When I teach the history of Silicon Valley, I open my lecture with a clip from the 1973 James Bond film Live and Let Die.  My point it not to talk about Bond, but rather his wristwatch — a Pulsar LED, one of the first of our mobile digital devices.  Understanding the unique moment in history when digital watches still seemed like a pretty neat idea is key to understanding the strange and powerful economics of the semiconductor industry.

In recognition of the passing today of Roger Moore, here is an excerpt from Computer: A History of the Information Machine that I wrote about the history of the digital watch:

In the 1973 film Live and Let Die, the stylish secret agent James Bond traded his signature wristwatch, a Rolex Submariner, for the latest in high-tech gadgetry, a Hamilton Pulsar digital watch. Unlike a traditional timepiece, the Pulsar did not represent time using the sweep of an hour-and-minute hand; instead, it displayed time digitally, using a recently developed innovation in microelectronics called the light-emitting diode, or LED. In the early 1970s, the glowing red lights of an LED display represented the cutting edge of integrated circuit technology, and digital watches were such a luxury item that, at $2100 for the 18-karat gold edition, they cost more even than an equivalent Rolex.

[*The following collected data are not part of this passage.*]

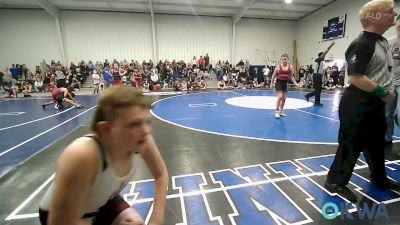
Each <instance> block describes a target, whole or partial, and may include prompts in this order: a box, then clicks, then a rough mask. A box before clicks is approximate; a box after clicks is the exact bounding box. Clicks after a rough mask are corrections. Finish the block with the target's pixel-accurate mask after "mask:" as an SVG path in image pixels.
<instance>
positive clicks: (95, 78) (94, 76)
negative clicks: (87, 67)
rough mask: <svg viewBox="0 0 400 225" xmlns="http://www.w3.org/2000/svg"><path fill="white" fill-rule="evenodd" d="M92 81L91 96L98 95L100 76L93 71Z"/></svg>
mask: <svg viewBox="0 0 400 225" xmlns="http://www.w3.org/2000/svg"><path fill="white" fill-rule="evenodd" d="M92 79H93V85H94V89H93V94H95V93H96V92H97V94H98V93H99V85H100V75H99V74H98V73H97V70H93V72H92Z"/></svg>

The original Pulsar had actually been developed a few years early for the Stanley Kubrick film 2001: A Space Odyssey, and, for a time, access to this technology was limited to the domain of science fiction and international espionage.

Within just a few years, however, the cost (and sex appeal) of a digital watch had diminished to almost nothing. By 1976 Texas Instruments was offering a digital watch for just $20 and, within a year, had reduced the price again by half. By 1979 Pulsar had lost $6 million dollars,  had been sold twice, and had reverted back to producing more profitable analogue timepieces. By the end of the 1970s, the cost of the components required to construct a digital watch had fallen so low that it was almost impossible to sell the finished product for any significant profit. The formerly space-age technology had become a cheap commodity good—as well as something of a cliché.

The meteoric rise and fall of the digital watch illustrates a larger pattern in the unusual economics of microelectronics manufacturing. The so-called planar process for manufacturing integrated circuits, developed at Fairchild Semiconductor and perfected by companies like Intel and Advanced Micro Devices (AMD), required a substantial initial investment in expertise and equipment, but after that the cost of production dropped rapidly. In short, the cost of building the very first of these new integrated circuit technologies was enormous, but every unit manufactured after that became increasingly inexpensive.

The massive economies of scale inherent in semiconductor manufacture—combined with rapid improvements in the complexity and capabilities of integrated circuits, intense competition within the industry, and the widespread availability of new forms of venture capital—created the conditions in which rapid technological innovation was not only possible but essential. In order to continue to profit from their investment in chip design and fabrication, semiconductor firms had to create new and ever-increasing demand for their products. The personal computer, video game console, digital camera, and cellphone are all direct products of the revolution in miniature that occurred in the late 1960s and early 1970s. But while this revolution in miniature would ultimately also revolutionize the computer industry, it is important to recognize that it did not begin with the computer industry. The two key developments in computing associated with this revolution—the minicomputer and the microprocessor—were parallel strands unconnected with the established centers of electronic digital computing.